In den letzten Jahren sind in vielen Bundesländern Modelle der Gymnasialen Oberstufe umgesetzt worden, die den ursprünglichen Ideen der Reform aus dem Jahre 1972 zuwiderlaufen. Wir sind zusammen mit anderen Bereichen der GEW in eine intensive Diskussion eingetreten. Ein weiterer Schwerpunkt bezeiht sich auf die bundesweite Einführung des Zentralabiturs.

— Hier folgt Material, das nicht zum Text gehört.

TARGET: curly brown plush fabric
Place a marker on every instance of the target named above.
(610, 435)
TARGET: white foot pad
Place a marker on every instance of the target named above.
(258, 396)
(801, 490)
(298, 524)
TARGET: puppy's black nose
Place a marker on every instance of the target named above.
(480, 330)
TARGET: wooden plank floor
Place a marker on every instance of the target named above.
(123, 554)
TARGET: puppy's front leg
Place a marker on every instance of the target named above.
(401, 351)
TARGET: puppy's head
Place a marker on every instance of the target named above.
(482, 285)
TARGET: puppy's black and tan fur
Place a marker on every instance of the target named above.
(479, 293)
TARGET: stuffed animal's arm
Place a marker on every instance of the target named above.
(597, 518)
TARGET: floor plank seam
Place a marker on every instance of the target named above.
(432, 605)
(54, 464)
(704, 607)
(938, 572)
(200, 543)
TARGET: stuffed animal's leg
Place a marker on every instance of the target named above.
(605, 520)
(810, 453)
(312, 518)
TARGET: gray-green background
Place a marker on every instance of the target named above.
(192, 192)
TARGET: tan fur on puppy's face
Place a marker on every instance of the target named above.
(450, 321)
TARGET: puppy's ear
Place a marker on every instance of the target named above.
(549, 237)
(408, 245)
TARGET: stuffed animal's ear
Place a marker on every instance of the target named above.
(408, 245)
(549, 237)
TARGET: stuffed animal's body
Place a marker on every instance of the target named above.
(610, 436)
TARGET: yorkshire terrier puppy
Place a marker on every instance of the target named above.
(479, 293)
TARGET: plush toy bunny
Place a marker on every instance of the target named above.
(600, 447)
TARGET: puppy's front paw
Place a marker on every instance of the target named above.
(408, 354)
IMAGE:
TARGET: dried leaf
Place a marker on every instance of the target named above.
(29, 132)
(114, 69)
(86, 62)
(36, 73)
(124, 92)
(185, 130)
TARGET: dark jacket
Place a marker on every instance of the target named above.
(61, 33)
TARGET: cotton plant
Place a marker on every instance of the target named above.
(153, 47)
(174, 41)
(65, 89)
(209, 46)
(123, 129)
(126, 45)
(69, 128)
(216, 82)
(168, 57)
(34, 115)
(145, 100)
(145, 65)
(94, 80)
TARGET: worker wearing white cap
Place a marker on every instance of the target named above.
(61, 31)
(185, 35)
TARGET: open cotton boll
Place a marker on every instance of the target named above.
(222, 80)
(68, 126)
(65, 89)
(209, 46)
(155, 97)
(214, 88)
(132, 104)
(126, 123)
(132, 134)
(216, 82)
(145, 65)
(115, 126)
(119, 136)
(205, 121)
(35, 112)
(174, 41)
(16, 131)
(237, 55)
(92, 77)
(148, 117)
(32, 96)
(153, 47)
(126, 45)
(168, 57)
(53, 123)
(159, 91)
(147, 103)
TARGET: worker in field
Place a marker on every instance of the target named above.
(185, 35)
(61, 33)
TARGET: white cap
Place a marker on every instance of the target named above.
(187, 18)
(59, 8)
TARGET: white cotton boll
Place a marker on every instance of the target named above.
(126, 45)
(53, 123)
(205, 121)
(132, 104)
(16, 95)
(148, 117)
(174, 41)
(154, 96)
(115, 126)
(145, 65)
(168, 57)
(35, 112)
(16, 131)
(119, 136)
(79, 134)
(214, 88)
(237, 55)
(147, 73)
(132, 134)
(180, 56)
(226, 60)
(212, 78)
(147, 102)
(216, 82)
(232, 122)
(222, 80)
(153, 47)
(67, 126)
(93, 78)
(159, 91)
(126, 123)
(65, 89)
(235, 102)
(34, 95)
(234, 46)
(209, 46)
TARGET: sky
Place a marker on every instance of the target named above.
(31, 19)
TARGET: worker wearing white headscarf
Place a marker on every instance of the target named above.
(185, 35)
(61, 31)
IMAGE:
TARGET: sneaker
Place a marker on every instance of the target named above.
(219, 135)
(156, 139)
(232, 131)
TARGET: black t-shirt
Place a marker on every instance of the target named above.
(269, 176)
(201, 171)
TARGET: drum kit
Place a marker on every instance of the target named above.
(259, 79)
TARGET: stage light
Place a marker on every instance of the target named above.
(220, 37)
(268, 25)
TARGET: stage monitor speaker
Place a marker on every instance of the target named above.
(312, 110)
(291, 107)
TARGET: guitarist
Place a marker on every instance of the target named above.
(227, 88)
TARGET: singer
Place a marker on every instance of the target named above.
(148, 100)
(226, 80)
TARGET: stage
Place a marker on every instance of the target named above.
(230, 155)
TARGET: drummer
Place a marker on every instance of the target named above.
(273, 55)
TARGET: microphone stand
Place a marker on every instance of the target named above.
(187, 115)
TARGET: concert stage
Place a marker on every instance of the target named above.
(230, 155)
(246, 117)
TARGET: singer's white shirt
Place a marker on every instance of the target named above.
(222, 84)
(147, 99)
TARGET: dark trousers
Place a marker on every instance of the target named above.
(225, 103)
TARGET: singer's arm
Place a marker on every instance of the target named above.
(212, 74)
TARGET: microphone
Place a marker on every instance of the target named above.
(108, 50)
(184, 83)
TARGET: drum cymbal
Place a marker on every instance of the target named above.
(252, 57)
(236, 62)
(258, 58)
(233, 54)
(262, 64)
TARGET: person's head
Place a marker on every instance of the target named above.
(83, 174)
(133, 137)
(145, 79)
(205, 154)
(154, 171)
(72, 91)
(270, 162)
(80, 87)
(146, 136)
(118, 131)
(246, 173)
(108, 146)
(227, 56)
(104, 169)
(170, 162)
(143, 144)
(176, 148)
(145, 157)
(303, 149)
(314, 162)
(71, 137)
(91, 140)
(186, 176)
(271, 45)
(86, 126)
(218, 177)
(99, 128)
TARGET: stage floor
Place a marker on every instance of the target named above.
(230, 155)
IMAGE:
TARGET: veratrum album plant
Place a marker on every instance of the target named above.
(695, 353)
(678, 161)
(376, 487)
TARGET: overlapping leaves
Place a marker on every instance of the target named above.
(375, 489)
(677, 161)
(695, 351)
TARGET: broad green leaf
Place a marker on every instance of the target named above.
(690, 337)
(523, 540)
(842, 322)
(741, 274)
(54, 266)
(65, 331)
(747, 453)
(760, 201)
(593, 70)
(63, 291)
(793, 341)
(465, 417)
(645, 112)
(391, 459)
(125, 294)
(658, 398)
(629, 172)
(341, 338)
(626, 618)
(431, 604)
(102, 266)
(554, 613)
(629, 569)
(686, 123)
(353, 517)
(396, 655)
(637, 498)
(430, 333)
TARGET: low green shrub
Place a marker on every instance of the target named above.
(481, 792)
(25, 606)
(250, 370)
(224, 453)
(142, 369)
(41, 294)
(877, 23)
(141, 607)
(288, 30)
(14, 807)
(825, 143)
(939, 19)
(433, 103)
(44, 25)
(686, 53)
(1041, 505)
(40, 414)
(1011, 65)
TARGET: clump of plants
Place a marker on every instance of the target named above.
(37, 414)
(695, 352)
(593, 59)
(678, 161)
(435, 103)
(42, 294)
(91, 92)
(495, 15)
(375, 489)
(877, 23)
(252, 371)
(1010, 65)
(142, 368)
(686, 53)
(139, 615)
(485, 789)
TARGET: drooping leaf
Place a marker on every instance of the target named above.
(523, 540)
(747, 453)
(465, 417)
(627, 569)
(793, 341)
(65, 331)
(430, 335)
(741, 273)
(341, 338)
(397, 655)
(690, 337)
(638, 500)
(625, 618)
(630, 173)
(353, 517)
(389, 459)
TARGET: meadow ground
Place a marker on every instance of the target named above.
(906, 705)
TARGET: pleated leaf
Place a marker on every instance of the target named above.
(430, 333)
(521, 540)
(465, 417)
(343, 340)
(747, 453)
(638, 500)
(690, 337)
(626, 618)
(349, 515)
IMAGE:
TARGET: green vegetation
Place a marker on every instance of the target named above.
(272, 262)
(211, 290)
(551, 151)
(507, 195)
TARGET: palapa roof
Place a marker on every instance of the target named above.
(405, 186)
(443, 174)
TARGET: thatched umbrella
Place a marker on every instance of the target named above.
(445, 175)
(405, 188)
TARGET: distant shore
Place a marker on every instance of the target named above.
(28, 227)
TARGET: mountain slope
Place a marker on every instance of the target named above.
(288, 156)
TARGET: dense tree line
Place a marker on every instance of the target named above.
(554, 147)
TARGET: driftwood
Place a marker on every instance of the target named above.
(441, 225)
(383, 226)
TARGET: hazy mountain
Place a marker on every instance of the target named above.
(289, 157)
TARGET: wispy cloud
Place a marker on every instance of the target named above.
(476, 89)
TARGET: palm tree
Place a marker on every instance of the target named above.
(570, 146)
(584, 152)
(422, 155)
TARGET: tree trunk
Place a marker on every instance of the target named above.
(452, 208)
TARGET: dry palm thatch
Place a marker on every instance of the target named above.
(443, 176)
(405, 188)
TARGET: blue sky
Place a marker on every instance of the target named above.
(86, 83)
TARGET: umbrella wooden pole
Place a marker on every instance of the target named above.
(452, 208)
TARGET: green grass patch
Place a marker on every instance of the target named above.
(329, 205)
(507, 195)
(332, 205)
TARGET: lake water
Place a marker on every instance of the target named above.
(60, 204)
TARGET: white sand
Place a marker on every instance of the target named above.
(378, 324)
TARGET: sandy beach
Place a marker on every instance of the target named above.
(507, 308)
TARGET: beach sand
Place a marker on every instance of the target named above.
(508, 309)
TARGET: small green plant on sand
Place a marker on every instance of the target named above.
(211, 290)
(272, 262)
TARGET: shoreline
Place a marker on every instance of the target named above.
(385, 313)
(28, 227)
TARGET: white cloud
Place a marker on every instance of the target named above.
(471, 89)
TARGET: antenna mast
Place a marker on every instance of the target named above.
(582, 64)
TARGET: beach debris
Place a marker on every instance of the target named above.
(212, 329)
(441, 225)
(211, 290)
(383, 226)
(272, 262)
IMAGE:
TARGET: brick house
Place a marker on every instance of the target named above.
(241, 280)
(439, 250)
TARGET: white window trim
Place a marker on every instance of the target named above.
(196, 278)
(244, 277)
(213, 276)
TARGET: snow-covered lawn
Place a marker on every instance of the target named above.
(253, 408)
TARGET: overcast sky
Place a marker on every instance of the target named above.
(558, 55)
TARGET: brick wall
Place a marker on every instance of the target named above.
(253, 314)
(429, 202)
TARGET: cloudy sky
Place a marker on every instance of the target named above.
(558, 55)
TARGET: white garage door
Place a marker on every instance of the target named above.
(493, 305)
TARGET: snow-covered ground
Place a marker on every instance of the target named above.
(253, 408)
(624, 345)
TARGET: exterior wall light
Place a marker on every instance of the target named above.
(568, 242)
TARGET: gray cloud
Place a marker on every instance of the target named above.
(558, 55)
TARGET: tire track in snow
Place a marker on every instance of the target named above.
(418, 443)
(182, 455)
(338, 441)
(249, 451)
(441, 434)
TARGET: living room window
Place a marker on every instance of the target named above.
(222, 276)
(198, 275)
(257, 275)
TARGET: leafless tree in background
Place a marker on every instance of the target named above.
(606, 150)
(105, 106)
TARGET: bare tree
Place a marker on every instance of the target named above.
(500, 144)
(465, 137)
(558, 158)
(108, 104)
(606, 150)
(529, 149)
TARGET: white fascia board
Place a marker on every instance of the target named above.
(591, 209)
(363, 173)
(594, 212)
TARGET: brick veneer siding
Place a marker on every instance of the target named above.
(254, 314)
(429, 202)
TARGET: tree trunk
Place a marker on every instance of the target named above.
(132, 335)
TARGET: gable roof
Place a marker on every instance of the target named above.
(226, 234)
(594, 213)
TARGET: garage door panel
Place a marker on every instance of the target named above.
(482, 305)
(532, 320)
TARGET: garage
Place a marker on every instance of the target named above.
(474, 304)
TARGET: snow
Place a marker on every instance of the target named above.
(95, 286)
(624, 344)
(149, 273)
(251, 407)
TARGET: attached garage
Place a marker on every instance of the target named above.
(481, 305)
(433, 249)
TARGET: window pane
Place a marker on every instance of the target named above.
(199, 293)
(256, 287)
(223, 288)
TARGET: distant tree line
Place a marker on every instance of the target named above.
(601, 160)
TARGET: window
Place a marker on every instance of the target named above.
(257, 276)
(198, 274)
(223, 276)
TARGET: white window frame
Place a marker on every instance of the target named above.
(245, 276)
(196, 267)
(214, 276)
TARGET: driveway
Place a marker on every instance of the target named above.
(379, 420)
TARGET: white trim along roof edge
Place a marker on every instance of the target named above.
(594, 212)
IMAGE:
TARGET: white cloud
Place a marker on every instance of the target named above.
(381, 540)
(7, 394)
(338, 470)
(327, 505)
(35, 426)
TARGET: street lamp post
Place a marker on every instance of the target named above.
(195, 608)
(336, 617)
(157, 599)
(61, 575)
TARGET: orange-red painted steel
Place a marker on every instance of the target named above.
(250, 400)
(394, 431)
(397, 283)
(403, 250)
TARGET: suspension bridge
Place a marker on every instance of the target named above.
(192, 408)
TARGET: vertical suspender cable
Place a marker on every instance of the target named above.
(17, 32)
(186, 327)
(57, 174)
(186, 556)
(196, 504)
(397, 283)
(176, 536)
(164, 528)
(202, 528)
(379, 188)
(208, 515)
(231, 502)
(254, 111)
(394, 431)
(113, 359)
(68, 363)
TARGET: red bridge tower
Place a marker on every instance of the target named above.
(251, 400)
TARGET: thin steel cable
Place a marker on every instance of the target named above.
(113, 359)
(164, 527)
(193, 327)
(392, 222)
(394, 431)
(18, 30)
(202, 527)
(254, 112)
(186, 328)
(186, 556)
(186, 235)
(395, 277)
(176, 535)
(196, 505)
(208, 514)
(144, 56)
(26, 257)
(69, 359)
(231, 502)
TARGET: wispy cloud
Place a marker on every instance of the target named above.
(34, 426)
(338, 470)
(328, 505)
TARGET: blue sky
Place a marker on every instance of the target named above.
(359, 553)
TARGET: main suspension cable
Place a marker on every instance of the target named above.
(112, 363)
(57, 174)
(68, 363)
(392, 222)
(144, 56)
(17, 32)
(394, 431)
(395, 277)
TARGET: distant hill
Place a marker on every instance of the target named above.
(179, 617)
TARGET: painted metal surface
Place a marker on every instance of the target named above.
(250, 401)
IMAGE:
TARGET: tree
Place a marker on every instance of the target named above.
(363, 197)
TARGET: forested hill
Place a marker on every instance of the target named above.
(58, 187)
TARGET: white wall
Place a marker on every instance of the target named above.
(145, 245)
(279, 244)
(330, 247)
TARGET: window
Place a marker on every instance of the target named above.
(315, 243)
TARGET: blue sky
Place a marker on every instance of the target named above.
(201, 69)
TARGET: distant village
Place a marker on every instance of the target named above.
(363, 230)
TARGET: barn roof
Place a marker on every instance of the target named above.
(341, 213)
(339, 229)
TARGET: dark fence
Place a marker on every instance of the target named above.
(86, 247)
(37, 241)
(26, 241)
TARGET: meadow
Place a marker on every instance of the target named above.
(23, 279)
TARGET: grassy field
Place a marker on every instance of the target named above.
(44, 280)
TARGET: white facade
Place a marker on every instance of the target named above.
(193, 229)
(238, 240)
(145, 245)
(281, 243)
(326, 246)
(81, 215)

Am 17. September 2011 fand in der Tellkampfschule in Hannover eine Tagung zum Thema "Gymnasiale Oberstufe" statt. Die Erarbeitung einer Bestandsaufnahme machte möglich, verloren gegangene politische und pädagogische Spielräume zu erkennen und über einen neuen Diskurs nachzudenken. „Alle am Diskussionsprozess Beteiligten waren der Meinung, dass die grundsätzlichen Ideen der Reform des Jahres 1972 – Gleichwertigkeit der Fächer, individuelle Wahlmöglichkeiten, Studien- und Berufsvorbereitung, Persönlichkeitsentwicklung – weiterhin Bestand haben sollen. Diese müssen um neuere Konzepte für den Unterricht mit jungen Erwachsenen unter Beachtung der Einschränkungen, die sich aus der kürzeren Schulzeit bis zum Abitur, der größer werdenden Heterogenität der SchülerInnengruppen und den Zwängen des Zentralabiturs ergeben, ergänzt werden“ stellte Stephan Mertens fest. In der Schlussrunde wurde diese Feststellung noch zugespitzt und die Wiedereinführung der fünf- bzw. sechsstündigen Leistungskurse sowie des Abiturs im 13. Jahrgang gefordert. „Die Verdichtung und Verschulung von Bildungsprozessen, die wir sowohl in der gymnasialen Oberstufe als auch im Bachelor- und Masterstudium beobachten können, geht zu Lasten von Bildungsqualität und dem Genuss an der geistigen Auseinandersetzung. Das ist eine Fehlentwicklung“, formulierte Ingrid Paulsen.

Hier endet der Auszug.